Patel, a finalist in the 2016 BBC Young Dancer competition, is a dancer of fluid grace and dramatic authority. She and Gorania are enchanting in their first meeting, moving from shyness to sweet flirtation. Her fear and grief for her family build across a series of solos, her body bowing and shaking as the threat of war grows.
The drama is framed by extracts from Indian soldiers’ letters, and extraordinary wartime film from the Imperial War Museums. We see South Asian soldiers building barbed-wire defences in a rainy European landscape, ranks of turbaned men marching to fight.
Too often, they are shamefully forgotten in accounts of British warfare; recently Christopher Nolan’s Dunkirk claimed historical accuracy while leaving out Indian and African soldiers. Their sacrifice runs through The Troth.

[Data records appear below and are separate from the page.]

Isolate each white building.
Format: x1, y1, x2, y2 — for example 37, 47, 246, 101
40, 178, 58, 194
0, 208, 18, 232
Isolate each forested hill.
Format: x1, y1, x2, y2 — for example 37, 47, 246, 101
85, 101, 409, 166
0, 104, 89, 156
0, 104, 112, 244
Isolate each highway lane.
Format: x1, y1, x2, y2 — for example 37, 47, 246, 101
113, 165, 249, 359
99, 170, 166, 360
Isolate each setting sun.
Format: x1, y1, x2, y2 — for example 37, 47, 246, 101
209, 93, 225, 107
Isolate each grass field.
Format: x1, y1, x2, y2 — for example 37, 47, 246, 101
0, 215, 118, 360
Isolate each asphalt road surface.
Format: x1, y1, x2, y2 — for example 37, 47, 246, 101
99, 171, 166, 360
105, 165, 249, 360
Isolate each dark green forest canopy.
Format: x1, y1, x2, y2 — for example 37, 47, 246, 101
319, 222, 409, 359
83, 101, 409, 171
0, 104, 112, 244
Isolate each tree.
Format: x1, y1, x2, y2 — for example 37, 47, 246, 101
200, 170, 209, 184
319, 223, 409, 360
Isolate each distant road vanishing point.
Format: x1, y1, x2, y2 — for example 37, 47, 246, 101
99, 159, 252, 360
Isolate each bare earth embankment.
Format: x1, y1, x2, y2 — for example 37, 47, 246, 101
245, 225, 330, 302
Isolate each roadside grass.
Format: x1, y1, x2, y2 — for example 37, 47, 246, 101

Clarke makes powerful use of the films. Sometimes he leaves these images to speak for themselves. In other scenes, archive footage becomes a backdrop to his characters’ army training, with dance and film echoing each other across a century.
Shri Sriram’s commissioned score blends different national instruments, with a skirl of pipes for the British army and widescreen romance for Leela and Lehna. With the clarity of good filmmaking, The Troth moves from an individual, human story to a wide canvas of politics and history.